Earlier this month Foxtons reported to shareholders that in the year to the end of December its pre-tax profits fell from £41m in 2015 to £18.8m in 2016, with group revenue down from £149.8m to £132.7m and - worst of all - sales down 23 per cent to £55m thanks to what it called “a marked step down in activity in the second half [of 2016] following the EU referendum and stamp duty changes”.
“Should current sales activity continue through the remainder of this year, it is likely that 2017 sales volumes will be well below last year” chief executive Nic Budden warned the City at the time.
But now Jefferies has given a glowing new assessment of Foxtons’ chances, with a series of specific areas in which it has confidence.
“We admire the one firm, many branch mentality. Branch does not compete against branch, nor brand against brand and value of 'data' was recognised by the founder Jon Hunt back in 1981 before most of today's data scientists were even born” say Jefferies analysts Antony Codling and Sam Cullen in a note to the firm’s clients.
“Foxtons was also planning its digital strategy before most estate agents even had websites.
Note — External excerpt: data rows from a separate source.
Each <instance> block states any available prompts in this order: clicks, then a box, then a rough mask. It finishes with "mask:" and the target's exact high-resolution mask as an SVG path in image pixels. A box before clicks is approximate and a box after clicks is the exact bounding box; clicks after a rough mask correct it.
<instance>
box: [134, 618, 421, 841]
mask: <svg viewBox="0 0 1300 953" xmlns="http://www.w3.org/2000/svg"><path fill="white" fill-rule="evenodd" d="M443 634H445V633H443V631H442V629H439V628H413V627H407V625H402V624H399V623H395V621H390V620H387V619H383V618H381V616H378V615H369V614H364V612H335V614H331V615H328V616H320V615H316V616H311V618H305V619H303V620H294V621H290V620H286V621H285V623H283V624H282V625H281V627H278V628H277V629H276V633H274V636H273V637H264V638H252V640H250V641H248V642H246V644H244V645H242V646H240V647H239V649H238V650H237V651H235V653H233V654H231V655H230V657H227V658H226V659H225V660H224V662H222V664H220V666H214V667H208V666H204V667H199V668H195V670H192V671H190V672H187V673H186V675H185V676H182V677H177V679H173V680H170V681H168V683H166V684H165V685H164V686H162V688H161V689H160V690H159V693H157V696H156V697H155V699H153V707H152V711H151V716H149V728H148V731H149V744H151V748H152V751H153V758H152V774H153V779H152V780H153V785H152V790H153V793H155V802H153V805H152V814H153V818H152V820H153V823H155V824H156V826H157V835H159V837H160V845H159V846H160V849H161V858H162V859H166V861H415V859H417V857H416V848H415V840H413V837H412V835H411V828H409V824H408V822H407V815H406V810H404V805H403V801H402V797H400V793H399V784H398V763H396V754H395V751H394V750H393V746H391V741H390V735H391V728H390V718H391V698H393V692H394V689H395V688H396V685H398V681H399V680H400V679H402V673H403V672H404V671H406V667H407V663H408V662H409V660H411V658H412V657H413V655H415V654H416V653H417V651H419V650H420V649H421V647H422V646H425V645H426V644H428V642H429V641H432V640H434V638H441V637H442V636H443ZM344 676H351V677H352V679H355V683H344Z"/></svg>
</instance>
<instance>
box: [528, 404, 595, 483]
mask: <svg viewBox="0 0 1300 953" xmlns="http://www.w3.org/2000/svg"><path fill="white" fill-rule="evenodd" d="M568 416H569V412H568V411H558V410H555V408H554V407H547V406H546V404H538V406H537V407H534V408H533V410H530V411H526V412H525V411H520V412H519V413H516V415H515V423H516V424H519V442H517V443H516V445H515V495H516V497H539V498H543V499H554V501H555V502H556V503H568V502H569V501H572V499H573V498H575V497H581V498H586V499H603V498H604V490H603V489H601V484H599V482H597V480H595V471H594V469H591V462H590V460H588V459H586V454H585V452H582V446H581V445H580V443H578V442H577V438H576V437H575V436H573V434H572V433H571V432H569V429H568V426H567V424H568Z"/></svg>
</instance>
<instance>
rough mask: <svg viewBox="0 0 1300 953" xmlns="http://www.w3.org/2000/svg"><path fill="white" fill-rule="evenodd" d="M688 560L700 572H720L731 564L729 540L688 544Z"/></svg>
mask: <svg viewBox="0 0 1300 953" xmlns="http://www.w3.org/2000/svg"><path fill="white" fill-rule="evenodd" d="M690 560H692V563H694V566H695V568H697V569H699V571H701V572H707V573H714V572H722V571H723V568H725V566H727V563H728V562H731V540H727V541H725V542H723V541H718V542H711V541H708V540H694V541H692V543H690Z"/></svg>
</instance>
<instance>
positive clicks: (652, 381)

It has a habit of being ahead of the curve. Oh - and did we mention it still charges fees of 2.5 per cent and has net cash on the balance sheet” they continue.
“Their current crop of digital initiatives are so leading edge, it isn't a case of Foxtons keeping up with the Jones's, rather the Jones's keeping up with them” the analysts conclude.
In a routine ‘health and safety’ warning, Jefferies’ note adds that the weakness is of course that the agency’s fortunes are explicitly linked to the strength or weakness of the London housing market, and therefore significant reductions in house prices and/or rents and housing transactions would negatively impact the agency’s performance.